3. Leverage industry best practices
Align with proven frameworks like NIST CSF v2, ISO 27001, CIS Controls, and OWASP ASVS. These standards and best practices provide a roadmap of measurable controls without starting from scratch.
Verizon DBIR saw a 180% year-over-year jump in breaches that began with exploited vulnerabilities like MOVEit, which suggests organizations should adopt the disciplined vulnerability-management controls spelled out in CIS Control 7
4. Strengthen payment and data security
Juniper Research reports that ecommerce fraud will exceed $107 billion in 2029. Work with a payment provider like Shopify Payments that offers features like:
- Advanced encryption: So all payment data is securely transmitted and stored.
- Fraud detection: Uses measures such as 3D Secure checkout and strong customer authentication to prevent unauthorized transactions.
- PCI compliance: All Shopify card readers are PCI compliant, adhering to industry standards for secure payment processing.
5. Enhance physical security measures for inventory and logistics
Retailers reported a 93% increase in the average number of shoplifting incidents per year in 2023 versus 2019, and a 90% increase in dollar loss due to shoplifting within the same time period. Reducing shrink should become a top priority for retailers, as it’s a multibillion dollar problem in the industry.
Some tactics you can use are:
- RFID and real-time inventory analytics. Tag high-value SKUs and integrate readers with your warehouse management system and retail operating system so mis-scans surface quickly.
- AI video analytics and CCTV. Layer object-tracking models to flag “sweeping” behavior, ORC bag drops, or doors held open after hours.
- Geofenced GPS/IoT trackers on outbound pallets. Set an auto-alert if a shipment deviates from the defined corridor or lingers too long at an unscheduled stop.
📚 Read: What Is Loss Prevention? Strategies and Examples (2025)
Product security FAQ
What is product security vs. application security?
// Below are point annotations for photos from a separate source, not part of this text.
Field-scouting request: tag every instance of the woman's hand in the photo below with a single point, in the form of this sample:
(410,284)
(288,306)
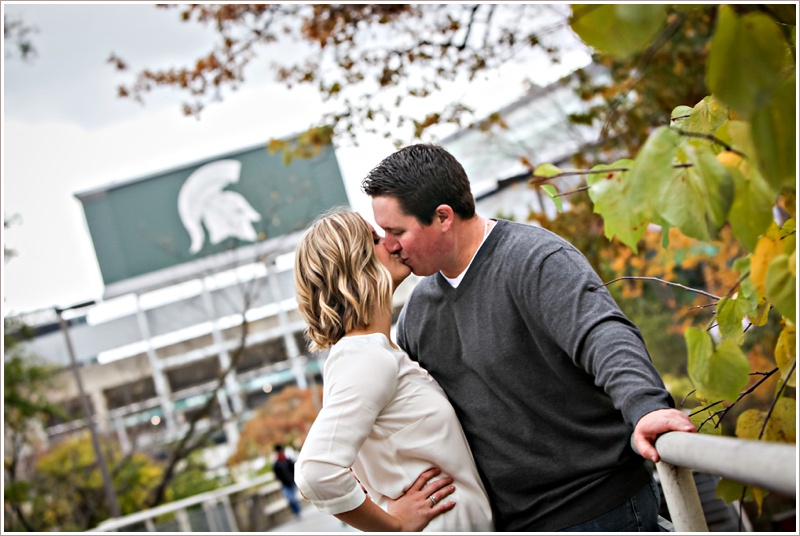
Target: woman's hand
(415,509)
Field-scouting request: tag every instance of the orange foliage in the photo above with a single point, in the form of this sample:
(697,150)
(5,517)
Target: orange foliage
(285,418)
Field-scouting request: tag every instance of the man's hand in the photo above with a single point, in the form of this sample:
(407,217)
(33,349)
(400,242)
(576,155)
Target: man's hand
(655,423)
(414,509)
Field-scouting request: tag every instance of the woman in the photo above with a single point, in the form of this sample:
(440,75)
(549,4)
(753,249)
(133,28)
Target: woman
(383,416)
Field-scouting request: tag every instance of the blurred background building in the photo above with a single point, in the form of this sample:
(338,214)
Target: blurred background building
(197,264)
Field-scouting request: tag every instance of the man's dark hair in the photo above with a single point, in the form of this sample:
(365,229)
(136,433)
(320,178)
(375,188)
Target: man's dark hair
(421,177)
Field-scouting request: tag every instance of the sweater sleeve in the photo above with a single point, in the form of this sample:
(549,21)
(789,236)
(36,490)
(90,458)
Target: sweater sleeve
(358,386)
(579,313)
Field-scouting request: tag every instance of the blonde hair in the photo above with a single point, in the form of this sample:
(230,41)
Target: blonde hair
(339,281)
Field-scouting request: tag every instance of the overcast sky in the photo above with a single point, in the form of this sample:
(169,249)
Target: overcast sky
(65,131)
Product security protects physical devices and their embedded software throughout their life cycle. Application security deals exclusively with securing standalone software applications, such as web or mobile apps.
Why is product security important?
Product security is important because it protects customer data and trust, safeguards your business reputation, avoids financial and legal repercussions from breaches, and ensures the reliability and longevity of your products.
What is a product security engineer?
A product security engineer designs, reviews, and tests software and hardware products for vulnerabilities. They conduct threat modeling, create secure coding practices, fix patches, and build automated security testing into the CI/CD pipeline.
Is a VPN a security product?
Yes, a Virtual Private Network (VPN) is a security product. It encrypts traffic and masks IP addresses to protect data in transit. They only cover network-layer risks, however. Organizations need additional measures like endpoint hardening and MFA for complete brand protection.